Process design and optimization greatly affect the production cost. The choice between simultaneous saccharification and fermentation and SHF, which have different advantages and disadvantages regarding their effects on downstream processing ; boiler pressure, which affects the electricity production efficiency ; mechanical recompression in evaporation, which reduces the steam demand [31, 32]; thermally integrated distillation, which also reduces energy demand as discussed by Dias ; as well as other integration options has been investigated in various studies [21, 34, 35].
Apart from technical hurdles and the price of petrol, the question of feedstock competitiveness must be addressed at international and local levels. The global price of sugar and the local bioelectricity price may affect 1G and 2G ethanol production, respectively.

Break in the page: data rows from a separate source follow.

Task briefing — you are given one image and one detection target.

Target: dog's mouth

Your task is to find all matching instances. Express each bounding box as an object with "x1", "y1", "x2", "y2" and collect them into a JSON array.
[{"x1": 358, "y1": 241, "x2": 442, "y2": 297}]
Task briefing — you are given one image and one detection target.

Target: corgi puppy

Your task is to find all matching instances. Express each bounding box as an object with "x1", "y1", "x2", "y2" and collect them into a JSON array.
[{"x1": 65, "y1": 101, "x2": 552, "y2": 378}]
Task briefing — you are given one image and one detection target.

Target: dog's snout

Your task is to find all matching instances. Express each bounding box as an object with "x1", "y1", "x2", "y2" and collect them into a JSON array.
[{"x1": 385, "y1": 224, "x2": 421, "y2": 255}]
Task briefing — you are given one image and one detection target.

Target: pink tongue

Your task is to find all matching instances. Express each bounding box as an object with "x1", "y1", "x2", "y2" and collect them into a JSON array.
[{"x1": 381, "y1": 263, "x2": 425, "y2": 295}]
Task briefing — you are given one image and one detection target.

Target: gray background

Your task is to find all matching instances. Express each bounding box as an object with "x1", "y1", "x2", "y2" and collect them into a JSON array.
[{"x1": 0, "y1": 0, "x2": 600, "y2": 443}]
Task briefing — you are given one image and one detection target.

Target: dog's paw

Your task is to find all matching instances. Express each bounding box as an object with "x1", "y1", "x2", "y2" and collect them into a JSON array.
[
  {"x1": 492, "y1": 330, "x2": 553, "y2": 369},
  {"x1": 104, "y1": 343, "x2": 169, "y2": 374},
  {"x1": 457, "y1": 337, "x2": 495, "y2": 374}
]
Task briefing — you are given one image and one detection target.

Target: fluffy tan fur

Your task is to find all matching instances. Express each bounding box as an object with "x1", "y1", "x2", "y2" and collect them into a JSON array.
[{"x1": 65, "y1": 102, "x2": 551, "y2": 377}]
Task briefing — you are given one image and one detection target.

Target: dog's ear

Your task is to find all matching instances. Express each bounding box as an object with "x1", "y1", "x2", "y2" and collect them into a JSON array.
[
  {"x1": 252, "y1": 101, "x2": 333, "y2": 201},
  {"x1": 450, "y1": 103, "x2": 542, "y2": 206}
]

Although there is no direct competition with food security and supply, 2G ethanol from sugar cane suffers from a higher production cost due to the rise in opportunity cost caused by the rapidly growing bioelectricity market in Brazil. Today, greater profit may be achieved by burning bagasse and leaves than by producing 2G ethanol due to a lack of cheap fuel to complement hydropower in the dry season. However, future development of the 2G ethanol process using leaves and bagasse is recognized to be profitable, even when a high surplus of electricity (184 kWh/ton SC) is sold . In addition high sugar prices may reduce the gap between the 2G and 1G ethanol production costs. Furthermore the goal of more competitive 2G ethanol production can also be achieved by integrating the 1G and 2G technologies in a plant sharing energy and material streams in unit operations in order to exploit synergies. It is also important to utilize the whole material for the production of by-products, as this has been shown to have considerable impact on the economic feasibility [14, 34].
In the present study, a techno-economic evaluation of integrated 1G and 2G ethanol production from sugar cane has been performed for fifteen scenarios. In each scenario several operating conditions were implemented in the flowsheeting models, based on data obtained experimentally within the CaneBioFuel Project # , and different process layouts were designed to optimize the ethanol production based on these data. The final results of the CaneBioFuel Project regarding the technical design and economic assessment are presented, summarizing the feasibility of the completely integrated production process, considering both overall energy efficiency and the ethanol production cost, for each scenario.